Une équipe de chercheurs français explore une nouvelle piste dans la compréhension des troubles cognitifs : l’altération du sens du toucher chez les bébés, en particulier les bébés nés prématurément.

Le toucher est la forme la plus primitive de lien au monde extérieur. C’est le premier sens à apparaître chez le fœtus, le premier à susciter des réflexes et à alimenter le cerveau en informations. Au point que certains chercheurs pensent qu’il modèle nos mécanismes mentaux, et conditionne la façon dont nous appréhenderons notre environnement en grandissant.

Dans l’unité de recherche mixte COMETE, rattachée à l’Université de Caen Normandie et à l’INSERM, des chercheurs étudient la précocité du traitement des informations tactiles par les nouveau-nés, et explorent les liens possibles entre capacités de traitement de ces stimuli et qualité du développement cognitif des enfants. Leur hypothèse : un développement anormal du toucher pourrait contribuer aux pathologies neurodéveloppementales, tels les troubles de l’attention et ceux du spectre de l’autisme. Si le lien est établi, l’évaluation des perceptions tactiles des bébés pourrait devenir un instrument de dépistage très précoce de ces troubles, et constituer le point de départ de thérapies tactiles d’un nouveau genre pour les prévenir ou mieux les soigner.

Nadège Roche-Labarbe, Maître de conférences en Psychologie à l’Université de Caen Normandie, dirige ces travaux pionniers sur les compétences sensorielles des nouveau-nés et leurs possibles liens avec les troubles du neurodéveloppement au sein du laboratoire COMETE. Entretien.

 

Quelle place tient le toucher dans le développement du fœtus ?

Le toucher est le premier sens qui va apparaître dans la vie fœtale. On peut déjà observer des réponses automatiques au toucher vers 7 à 8 semaines de gestation. Ce ne sont pas encore des perceptions au niveau du cerveau, mais des réflexes. Puis les capteurs du toucher qui étaient présents seulement dans certaines parties du corps, notamment sur le visage, apparaissent progressivement sur tout son corps avant la moitié de la grossesse environ. C’est aussi le moment où les neurones du cortex cérébral vont recevoir les informations, les traiter et les apprendre. Le toucher constitue avec l’olfaction et le goût le sens le plus primitif. Ce n’est que dans la deuxième partie de la grossesse que se développent l’audition et la vue.

 

Quelles sont les implications en termes de neurodéveloppement ?

Au début de la vie fœtale le cerveau commence à se développer sur la base d’informations proprioceptives (liées à la perception de la position des différentes parties du corps, ndlr) et tactiles, avant d’enrichir sa compréhension du monde avec l’audition et la vision.
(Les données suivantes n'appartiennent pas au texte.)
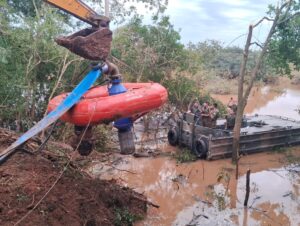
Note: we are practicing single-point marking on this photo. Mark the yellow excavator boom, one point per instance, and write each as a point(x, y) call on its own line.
point(80, 10)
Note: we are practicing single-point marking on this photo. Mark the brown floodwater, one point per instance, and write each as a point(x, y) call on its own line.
point(206, 192)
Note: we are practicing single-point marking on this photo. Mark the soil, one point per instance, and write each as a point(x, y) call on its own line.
point(76, 199)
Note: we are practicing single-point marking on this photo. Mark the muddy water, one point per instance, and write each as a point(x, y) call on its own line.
point(282, 99)
point(191, 193)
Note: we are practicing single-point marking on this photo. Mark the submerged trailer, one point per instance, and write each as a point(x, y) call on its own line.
point(258, 133)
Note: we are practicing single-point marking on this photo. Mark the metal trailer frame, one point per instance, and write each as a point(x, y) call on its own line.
point(216, 143)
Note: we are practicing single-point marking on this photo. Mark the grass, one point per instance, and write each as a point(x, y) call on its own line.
point(124, 217)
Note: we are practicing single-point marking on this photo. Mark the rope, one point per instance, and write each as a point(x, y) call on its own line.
point(59, 177)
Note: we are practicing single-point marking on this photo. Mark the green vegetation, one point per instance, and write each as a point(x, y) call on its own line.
point(33, 68)
point(124, 217)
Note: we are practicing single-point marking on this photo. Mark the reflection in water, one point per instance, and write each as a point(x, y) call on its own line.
point(184, 191)
point(281, 100)
point(191, 194)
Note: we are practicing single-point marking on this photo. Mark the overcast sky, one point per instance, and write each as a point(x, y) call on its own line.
point(221, 20)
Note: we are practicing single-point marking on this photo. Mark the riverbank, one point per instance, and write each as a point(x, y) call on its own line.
point(48, 188)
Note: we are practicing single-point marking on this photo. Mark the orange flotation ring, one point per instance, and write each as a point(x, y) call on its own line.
point(97, 106)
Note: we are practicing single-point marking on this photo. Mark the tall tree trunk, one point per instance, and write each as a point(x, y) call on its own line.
point(243, 95)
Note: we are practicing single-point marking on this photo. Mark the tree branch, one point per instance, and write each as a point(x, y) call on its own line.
point(289, 18)
point(261, 20)
point(256, 43)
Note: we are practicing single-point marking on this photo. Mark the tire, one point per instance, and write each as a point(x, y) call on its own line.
point(173, 137)
point(201, 148)
point(126, 141)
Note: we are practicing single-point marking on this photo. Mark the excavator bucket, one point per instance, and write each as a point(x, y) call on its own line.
point(90, 43)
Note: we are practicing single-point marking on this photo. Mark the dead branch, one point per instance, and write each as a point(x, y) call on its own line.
point(289, 18)
point(256, 43)
point(261, 20)
point(152, 204)
point(247, 187)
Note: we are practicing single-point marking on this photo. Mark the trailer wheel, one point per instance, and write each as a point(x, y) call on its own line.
point(173, 137)
point(200, 148)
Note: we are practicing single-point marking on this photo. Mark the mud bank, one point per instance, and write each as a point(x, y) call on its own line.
point(75, 199)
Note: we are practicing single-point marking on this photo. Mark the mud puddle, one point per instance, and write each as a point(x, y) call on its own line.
point(206, 192)
point(282, 100)
point(186, 191)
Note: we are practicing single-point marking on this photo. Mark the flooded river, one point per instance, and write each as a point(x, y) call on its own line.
point(206, 192)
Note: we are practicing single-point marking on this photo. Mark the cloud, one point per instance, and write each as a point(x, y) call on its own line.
point(217, 19)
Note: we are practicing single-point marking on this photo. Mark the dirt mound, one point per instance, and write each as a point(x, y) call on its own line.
point(75, 200)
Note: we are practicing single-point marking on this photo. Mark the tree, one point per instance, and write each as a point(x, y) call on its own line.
point(285, 13)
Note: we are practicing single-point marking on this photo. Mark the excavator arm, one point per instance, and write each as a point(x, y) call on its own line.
point(90, 43)
point(80, 10)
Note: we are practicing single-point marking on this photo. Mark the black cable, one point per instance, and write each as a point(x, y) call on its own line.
point(47, 138)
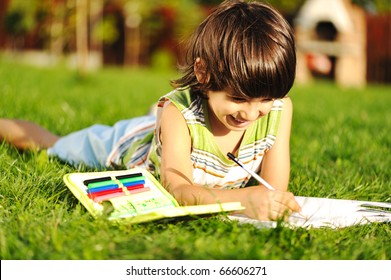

Le toucher permet au cerveau de faire des inférences sur la manière dont l’environnement proche fonctionne, de le comprendre et de l’organiser, en établissant des liens de cause à effet par exemple. Ce sont des capacités très précoces qui seront ensuite étendues aux autres sens puis utilisées dans tous les aspects de notre vie.

Dans nos recherches, nous partons du postulat que le toucher serait la première base des apprentissages et que les mécanismes de traitement des informations mis en place via cette entrée tactile vont conditionner la façon dont le fœtus puis le nouveau-né vont ensuite comprendre les stimuli produits par les autres types de sensorialité.

 

Comment étudie-t-on la façon dont les bébés traitent l’information tactile ?

Nous utilisons une matrice tactile composée de vibreurs placés sur la main ou le bras de l’enfant, en proposant des séquences de stimuli à intervalles plus ou moins réguliers. Ce faisant, nous analysons l’activité du cerveau avec deux dispositifs qui ont l’avantage d’être portables, silencieux et non-invasifs. L’EEG (électroencéphalogramme) consiste à placer un filet d’électrodes sur la tête du bébé pour enregistrer l’activité électrique des neurones quand ils perçoivent ou anticipent l’information tactile. La NIRS (spectroscopie dans le proche infrarouge) consiste à envoyer de la lumière infrarouge de basse intensité à travers le crâne pour mesurer la concentration en oxygène du sang qui augmente en réponse à l’activité neuronale.

Quels sont les premiers résultats de vos recherches ?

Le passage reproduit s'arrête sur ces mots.